Die Hintergründe werden nur grob umrissen, so dass historisch weniger bewanderte Publikumskreise Probleme haben dürften, die Handlung einzuordnen. Dazu zählt auch die Rolle der internationalen Staatengemeinschaft, vor der Japan den Feldzug zu legitimieren versuchte, während China eine Intervention erwirken wollte. Ein Symbol dieser Bemühungen ist das Hissen der von Pfadfinderin Yang Huimin (Tang Yixin, „Journey to the West“) über den Fluss geschafften damaligen Nationalflagge. Dass diese dem heutigen, von der Volksrepublik China als abtrünnig betrachteten Taiwan zugehörig ist, mag erklären, warum sie beim verlustreichen Versuch, ungeachtet japanischen Fliegerbeschusses emporgehalten zu werden (die einzige inszenatorische Parallele zum erwähnten „Die längste Brücke“), nur ausschnittsweise gezeigt wird.

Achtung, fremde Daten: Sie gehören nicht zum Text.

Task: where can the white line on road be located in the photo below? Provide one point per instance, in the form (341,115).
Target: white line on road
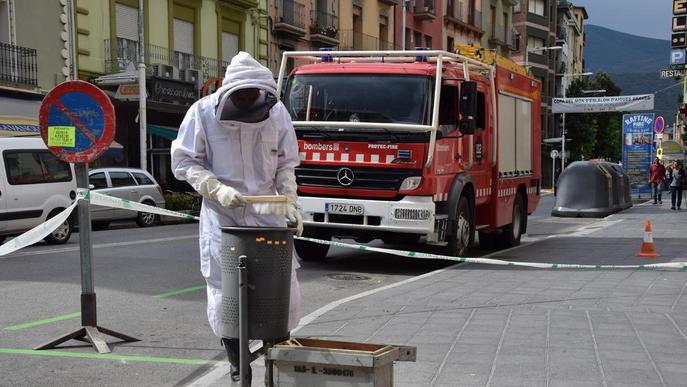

Allerdings ist „The 800“ kein politischer Film, sondern vorrangig Zeugnis des scheinbar aussichtlosen Überlebenskampfs einer zahlenmäßigen Minderheit. Im unübersichtlichen Schlachtgetümmel bleibt wenig Raum für Heldentum. Es geht einzig ums nackte Überleben. Entsprechend dreckig, unvermittelt und blutig wird das Sterben gezeigt. Vor fragwürdigen Tendenzen bleibt das eindringlich bebilderte Kriegs-Epos trotzdem nicht gefeit. Ob Soldaten nun Schlange stehen, um sich als lebende Bombe auf den Feind zu stürzen, oder der anfangs nur widerwillig zum Gewehr greifende Duan Wu zum unerschrockenen Patrioten reift, vor allem das Schlussdrittel geizt nicht mit fadenscheiniger Aufopferungsmoral. Die Nachwehen des per Rückzugsbefehl beendeten Widerstands, respektive die Verhaftung der Überlebenden, um die Konzession vor japanischem Zugriff zu bewahren, bleiben übrigens ausgespart. Es zählt schließlich die übergeordnete Botschaft.